Frankfurter Allgemeine Zeitung - Rezension
Frankfurter Allgemeine Zeitung | Besprechung von 05.03.2010

Regeln und Moral
Politik in der Finanzkrise: Problemanalyse und Entscheidungsbedarf

Was bleibt? Am 15. September 2008 ging die Lehman Brothers Bank pleite. Die Weltwirtschafts- und Finanzkrise nahm mit diesem Datum Fahrt auf. Rund vier Wochen später traten die Bundeskanzlerin Merkel und ihr damaliger Finanzminister Steinbrück vor die Presse; sie versprachen, dass die Einlagen der privaten Konten in Deutschland sicher sind. Der öffentliche Diskurs durchlebt seit dieser Zeit Turbulenzen. Das Primat der Politik und des Staates kehrte plötzlich zurück. Die neue Staatsbedürftigkeit schien Krisengewinner zu werden.
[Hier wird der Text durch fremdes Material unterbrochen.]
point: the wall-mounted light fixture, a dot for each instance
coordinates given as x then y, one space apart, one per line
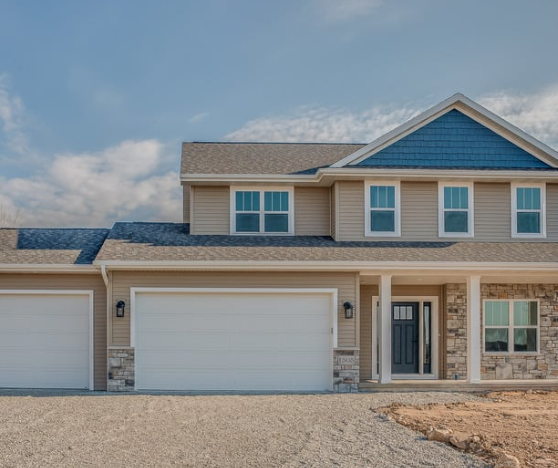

Sicherheit schlug Gerechtigkeit in der öffentliche Debatte. Doch mit der Gewöhnung an die Krise und dem gelungenen politischen Management der ersten Welle des Finanzmarkt-Desasters änderte sich der Diskurs erneut. Deregulierung und Privatisierung bleiben zwar als neoliberal öffentlich gegeißelt. Gleichwohl scheint nach dem symbolhaft verdichteten Opel-Spektakel die Einsicht gewachsen, dass auch Staatsinterventionismus ungerecht und ineffektiv ist. Der Bundestagswahl lagen all diese disparaten politischen Einstellungen zugrunde. Auch die kommende Landtagswahl in Nordrhein-Westfalen bleibt von diesem Grundrauschen beeinflusst: Wer sichert die Zukunft? Eher der Staat oder doch die Wirtschaft? Wie unterscheiden sich private von öffentlichen Interessen? Was gewinnt anstelle von Marktradikalität an neuer Prägekraft? Die Wähler wollen Antworten auf ihre Zukunftsängste, sie bewerten keine Leistungsbilanz. Sicherheitskonservatismus bestimmt viele politische Einstellungen: Sehnsucht nach etwas Festem, nach Berechenbarkeit, Übersichtlichkeit, Bindungen. Wer stoppt die Ungleichheitsdynamik? Wer sichert den Wert des Geleisteten?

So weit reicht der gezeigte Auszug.